The plain-jane port might well have been ‘unique’, but I don’t think being ‘unique’ on a platform that is all abouet conformance is a really good idea. The OSX port before was terribly out of place in comparison to other OSX apps and it put us in a very bad position to actually build a decent userbase. The new version shares a lot of common code with the iOS port and performance-wise it’s great - plus it has better backwards compatibility than something like OpenEmu (goes back to at least 10.6 Snow Leopard, and I’m trying to make it 10.5 compatible right now as well for my iBook G4). So I think there is a lot to recommend it there. I don’t put my eggs in the OpenEmu basket anyway since it doesn’t have a real libretro player implementation and it doesn’t have the kind of backwards compatibility that I need anyway. So we needed a really solid OSX version for RetroArch. And it also has things now like CoreLocation support (for the location API) - due to be expanded soon with CoreVideo support or whatever the camera API is called.

And I don’t really like the OpenEmu comparisons anyway - it really sounds like people are strongarming other projects into not putting in a solid effort on the OSX front just because of that thing. RetroArch is not going to be only about emulation and I don’t consider RetroArch to have any competitors the direction I’m going with it - at all.
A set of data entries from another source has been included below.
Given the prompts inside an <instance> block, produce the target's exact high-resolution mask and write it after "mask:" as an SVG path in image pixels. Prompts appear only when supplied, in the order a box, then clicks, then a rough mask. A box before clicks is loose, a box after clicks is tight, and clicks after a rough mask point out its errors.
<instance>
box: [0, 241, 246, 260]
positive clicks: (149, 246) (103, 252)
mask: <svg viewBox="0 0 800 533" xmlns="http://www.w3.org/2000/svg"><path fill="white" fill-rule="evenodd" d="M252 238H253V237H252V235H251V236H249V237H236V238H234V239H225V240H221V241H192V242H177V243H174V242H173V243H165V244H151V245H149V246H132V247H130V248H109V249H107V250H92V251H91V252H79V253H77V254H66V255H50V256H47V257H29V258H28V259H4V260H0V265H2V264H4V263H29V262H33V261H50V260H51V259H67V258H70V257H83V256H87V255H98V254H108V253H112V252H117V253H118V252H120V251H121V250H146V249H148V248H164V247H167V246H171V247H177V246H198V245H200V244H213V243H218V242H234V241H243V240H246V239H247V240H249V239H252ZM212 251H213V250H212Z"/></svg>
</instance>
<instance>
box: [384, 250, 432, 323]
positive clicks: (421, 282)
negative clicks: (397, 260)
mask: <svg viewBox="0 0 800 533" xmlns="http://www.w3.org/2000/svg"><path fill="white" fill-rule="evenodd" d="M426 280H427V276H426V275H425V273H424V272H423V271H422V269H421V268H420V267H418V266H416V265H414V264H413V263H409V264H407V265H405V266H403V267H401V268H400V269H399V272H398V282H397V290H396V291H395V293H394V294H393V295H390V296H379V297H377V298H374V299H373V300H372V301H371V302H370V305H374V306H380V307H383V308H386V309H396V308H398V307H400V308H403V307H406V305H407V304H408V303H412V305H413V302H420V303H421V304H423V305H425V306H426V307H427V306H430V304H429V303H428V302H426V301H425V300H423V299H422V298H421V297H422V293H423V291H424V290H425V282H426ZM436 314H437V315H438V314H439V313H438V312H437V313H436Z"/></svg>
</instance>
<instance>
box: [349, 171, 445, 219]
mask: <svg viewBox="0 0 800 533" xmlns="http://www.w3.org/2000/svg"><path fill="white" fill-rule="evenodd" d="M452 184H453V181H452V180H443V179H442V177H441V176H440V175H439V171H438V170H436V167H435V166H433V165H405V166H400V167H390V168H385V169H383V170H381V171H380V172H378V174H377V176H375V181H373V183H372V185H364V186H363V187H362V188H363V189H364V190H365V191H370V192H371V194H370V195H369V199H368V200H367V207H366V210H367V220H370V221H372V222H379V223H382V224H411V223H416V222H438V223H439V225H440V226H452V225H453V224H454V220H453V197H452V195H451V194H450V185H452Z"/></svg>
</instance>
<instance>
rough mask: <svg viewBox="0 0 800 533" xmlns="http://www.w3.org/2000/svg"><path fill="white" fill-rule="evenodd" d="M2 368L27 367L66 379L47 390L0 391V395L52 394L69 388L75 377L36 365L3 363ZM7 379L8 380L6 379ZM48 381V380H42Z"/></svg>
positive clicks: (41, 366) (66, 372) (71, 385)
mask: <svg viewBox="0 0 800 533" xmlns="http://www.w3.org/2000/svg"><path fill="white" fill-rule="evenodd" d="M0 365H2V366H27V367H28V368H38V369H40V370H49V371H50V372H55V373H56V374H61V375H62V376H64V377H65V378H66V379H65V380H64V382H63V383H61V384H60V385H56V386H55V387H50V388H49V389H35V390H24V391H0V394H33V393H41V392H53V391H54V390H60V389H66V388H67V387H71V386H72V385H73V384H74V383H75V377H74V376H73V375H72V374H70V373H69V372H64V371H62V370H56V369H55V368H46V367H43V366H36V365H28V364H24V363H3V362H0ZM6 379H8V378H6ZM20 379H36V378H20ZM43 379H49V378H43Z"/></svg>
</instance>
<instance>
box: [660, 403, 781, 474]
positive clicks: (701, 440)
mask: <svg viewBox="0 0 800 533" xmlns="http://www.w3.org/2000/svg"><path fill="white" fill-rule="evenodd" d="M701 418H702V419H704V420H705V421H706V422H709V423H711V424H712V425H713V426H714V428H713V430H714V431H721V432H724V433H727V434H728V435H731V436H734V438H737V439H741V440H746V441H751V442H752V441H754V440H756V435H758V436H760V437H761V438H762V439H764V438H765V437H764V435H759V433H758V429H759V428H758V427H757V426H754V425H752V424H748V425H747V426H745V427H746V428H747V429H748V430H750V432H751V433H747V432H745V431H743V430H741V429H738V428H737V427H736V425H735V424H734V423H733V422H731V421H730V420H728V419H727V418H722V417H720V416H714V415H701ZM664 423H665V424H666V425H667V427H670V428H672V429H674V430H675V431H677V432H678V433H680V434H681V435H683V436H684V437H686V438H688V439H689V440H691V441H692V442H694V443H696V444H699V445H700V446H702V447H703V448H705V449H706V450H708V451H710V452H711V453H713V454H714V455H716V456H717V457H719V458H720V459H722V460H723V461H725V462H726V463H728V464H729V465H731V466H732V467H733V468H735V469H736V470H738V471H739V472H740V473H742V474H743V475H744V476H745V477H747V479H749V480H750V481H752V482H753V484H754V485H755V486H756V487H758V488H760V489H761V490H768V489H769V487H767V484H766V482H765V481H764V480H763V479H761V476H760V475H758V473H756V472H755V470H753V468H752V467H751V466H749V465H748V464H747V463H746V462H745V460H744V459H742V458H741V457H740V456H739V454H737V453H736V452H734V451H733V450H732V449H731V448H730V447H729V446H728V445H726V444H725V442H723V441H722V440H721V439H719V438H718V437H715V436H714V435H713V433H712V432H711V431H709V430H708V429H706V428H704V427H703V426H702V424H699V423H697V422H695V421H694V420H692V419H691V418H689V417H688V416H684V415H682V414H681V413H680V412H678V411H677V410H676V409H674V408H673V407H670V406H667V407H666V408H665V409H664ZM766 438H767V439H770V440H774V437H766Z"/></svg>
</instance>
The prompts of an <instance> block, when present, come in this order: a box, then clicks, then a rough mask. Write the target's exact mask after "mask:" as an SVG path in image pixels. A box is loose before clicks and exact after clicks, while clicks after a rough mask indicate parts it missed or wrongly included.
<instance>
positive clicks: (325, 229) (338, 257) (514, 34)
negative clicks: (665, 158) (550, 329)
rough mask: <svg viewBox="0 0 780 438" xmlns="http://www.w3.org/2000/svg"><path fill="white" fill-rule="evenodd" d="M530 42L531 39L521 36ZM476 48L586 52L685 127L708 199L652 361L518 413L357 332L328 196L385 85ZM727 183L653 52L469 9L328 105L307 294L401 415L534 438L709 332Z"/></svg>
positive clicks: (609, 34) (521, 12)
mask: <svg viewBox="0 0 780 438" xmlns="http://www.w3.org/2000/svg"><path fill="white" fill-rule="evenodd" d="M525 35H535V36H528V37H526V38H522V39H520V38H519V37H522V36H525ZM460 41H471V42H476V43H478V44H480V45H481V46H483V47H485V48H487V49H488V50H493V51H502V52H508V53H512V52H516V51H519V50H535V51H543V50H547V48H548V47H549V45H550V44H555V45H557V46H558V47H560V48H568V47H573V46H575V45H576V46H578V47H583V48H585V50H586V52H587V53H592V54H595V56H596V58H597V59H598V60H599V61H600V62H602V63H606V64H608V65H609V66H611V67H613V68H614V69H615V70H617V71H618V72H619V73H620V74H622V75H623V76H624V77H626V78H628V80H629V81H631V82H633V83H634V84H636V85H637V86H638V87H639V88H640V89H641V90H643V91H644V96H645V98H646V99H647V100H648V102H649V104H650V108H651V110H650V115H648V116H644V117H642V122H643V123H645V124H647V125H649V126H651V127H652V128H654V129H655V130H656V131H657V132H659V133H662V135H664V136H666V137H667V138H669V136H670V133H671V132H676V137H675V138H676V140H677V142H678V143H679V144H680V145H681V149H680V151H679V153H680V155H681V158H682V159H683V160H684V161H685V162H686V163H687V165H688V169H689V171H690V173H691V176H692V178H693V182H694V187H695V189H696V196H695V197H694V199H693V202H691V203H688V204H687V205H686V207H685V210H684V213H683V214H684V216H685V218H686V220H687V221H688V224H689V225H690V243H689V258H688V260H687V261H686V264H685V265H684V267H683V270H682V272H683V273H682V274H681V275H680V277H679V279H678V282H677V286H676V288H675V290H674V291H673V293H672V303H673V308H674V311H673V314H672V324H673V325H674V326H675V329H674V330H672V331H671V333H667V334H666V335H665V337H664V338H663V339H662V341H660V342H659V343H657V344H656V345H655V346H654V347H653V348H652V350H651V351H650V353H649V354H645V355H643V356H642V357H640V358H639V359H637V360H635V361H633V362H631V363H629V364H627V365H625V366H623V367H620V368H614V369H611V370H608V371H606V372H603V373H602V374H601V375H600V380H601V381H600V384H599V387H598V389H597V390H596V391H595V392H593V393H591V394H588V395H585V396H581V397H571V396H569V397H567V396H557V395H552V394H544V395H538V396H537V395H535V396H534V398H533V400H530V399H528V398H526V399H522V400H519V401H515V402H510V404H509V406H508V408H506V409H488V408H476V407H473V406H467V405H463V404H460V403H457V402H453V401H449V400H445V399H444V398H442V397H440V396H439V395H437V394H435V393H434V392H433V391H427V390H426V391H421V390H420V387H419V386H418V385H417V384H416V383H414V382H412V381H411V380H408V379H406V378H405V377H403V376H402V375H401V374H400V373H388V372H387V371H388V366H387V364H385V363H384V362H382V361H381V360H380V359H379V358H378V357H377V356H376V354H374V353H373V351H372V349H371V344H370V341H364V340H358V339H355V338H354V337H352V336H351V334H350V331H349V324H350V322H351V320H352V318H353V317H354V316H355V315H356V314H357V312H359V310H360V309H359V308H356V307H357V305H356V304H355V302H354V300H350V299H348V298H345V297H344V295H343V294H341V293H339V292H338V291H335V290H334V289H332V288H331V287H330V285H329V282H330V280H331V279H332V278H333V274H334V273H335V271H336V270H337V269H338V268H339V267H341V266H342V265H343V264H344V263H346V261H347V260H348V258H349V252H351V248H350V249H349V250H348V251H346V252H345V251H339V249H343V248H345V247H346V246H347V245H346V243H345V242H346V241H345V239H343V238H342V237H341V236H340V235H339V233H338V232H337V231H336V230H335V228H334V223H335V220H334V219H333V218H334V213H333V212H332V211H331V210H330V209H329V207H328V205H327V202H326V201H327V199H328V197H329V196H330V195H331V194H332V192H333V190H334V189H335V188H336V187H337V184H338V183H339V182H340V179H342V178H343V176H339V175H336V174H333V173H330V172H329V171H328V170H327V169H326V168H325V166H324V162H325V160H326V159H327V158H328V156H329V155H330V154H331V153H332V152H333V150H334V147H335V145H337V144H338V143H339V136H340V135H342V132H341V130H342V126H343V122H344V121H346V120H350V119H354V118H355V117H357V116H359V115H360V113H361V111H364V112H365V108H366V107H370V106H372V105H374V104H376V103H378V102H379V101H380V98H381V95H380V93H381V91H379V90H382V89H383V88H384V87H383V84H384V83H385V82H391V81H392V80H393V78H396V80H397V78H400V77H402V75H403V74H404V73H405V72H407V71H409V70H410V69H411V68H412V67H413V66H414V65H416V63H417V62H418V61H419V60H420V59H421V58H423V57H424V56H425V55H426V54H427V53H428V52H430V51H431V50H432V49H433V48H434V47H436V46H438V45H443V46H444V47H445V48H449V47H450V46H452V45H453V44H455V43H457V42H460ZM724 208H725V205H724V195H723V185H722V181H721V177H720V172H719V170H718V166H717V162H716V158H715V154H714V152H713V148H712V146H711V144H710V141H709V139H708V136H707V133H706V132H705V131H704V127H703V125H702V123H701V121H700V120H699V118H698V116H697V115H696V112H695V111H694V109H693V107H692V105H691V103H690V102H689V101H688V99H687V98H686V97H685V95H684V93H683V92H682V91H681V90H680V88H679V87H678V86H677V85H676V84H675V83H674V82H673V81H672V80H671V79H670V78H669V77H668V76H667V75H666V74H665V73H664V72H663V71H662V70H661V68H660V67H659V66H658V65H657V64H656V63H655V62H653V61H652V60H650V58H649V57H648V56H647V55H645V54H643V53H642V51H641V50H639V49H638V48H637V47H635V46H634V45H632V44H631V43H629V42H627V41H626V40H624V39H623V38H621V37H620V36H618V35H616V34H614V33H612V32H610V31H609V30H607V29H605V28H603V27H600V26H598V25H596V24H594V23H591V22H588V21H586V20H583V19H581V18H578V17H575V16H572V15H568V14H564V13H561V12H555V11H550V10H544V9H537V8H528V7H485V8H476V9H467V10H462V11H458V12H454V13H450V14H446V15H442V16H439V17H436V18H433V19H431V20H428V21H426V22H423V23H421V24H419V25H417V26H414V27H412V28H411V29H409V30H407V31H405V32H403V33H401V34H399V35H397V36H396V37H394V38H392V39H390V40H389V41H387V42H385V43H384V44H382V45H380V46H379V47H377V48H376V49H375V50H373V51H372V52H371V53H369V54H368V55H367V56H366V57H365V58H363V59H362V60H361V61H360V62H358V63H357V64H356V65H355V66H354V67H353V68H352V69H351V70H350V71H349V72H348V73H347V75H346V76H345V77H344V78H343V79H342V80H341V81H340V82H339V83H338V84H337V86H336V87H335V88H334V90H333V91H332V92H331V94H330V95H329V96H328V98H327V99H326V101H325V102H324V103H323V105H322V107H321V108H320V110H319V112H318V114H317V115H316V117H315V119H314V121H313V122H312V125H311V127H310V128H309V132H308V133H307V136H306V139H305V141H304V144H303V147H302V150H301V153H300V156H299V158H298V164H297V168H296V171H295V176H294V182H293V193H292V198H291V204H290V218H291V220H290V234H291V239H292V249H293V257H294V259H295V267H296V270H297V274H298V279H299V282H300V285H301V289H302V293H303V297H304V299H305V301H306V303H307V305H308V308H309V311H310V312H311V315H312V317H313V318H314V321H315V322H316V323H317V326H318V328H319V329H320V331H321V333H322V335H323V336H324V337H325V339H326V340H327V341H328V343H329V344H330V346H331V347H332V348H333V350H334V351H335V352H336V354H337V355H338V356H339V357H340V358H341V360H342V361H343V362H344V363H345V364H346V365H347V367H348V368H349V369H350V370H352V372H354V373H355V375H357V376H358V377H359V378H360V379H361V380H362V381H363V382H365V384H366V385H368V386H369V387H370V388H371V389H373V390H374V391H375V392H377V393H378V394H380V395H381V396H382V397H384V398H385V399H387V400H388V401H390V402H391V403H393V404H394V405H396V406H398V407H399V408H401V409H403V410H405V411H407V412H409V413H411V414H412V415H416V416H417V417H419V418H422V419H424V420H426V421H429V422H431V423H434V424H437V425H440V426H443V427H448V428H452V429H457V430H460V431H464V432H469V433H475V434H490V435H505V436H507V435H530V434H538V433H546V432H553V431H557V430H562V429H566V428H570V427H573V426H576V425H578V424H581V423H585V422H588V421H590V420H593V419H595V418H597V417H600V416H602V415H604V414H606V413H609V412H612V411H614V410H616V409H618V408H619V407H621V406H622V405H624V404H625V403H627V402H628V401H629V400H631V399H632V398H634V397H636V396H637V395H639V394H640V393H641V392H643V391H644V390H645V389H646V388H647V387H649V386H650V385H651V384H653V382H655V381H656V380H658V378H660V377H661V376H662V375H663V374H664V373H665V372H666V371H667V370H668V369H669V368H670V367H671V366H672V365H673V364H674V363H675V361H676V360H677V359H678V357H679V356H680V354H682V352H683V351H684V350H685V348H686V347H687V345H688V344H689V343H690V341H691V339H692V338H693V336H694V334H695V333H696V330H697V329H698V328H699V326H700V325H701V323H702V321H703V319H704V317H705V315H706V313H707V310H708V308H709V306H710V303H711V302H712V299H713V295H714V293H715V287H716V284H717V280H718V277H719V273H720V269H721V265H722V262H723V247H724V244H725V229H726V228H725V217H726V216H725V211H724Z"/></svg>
So just going ‘let’s make it ultra-niche’ for the sake of it is dumb - and that is what that plain-jane port would guarantee in terms of userbase. You simply can’t have a ‘command-line driven’ program on OSX if you don’t want to get laughed out of the room by those Mac users - and it’s been a long time since RetroArch was predominantly about the commandline anyway (on that note, I’d hope the text on Themaister’s Den gets redirected to a simple link to libretro.com and instead we write some better explanation about what RetroArch and libretro is about instead of the kind of ‘nonsense’ talk on libretro.com right now about it being a ‘powerful engine’ - ye, I know that is my fault - I tried to make it more ‘accessible’ in terms of language to people but it really looks disingenuous anyway so I guess we have to be more factual in terms of explanation without totally dumbing it down like that).

Also, what I like about the new port is that it has zero dependencies. Contrast this with the old version that relied on a shitload of dependencies from Macports (goddamn does that thing hog a lot of harddrive space - 30 to 40GB wasted is no exaggeration), then Nvidia’s Cg toolkit (deprecated now anyway). The average noob would have no idea what to do with it really. On the other hand, everybody knows how to compile stuff from Xcode.

Overall, I think it’s infinitely superior to what came before.

Doesn’t look like you can append commandline switches to a binary inside an app bundle. Already tried it with both ‘open’ and without and it doesn’t really respond.

So the best we can do is just supporting as many Apple Events as possible - then maybe you could fall back on something like Automator to do the scripting with instead for your frontend.

Apple just seems to not care one iota about commandline usage these days - so given that this tries to be a ‘native’ port, I think it’s best if we don’t care for this platform either if the platform holder can’t bother to care about it either.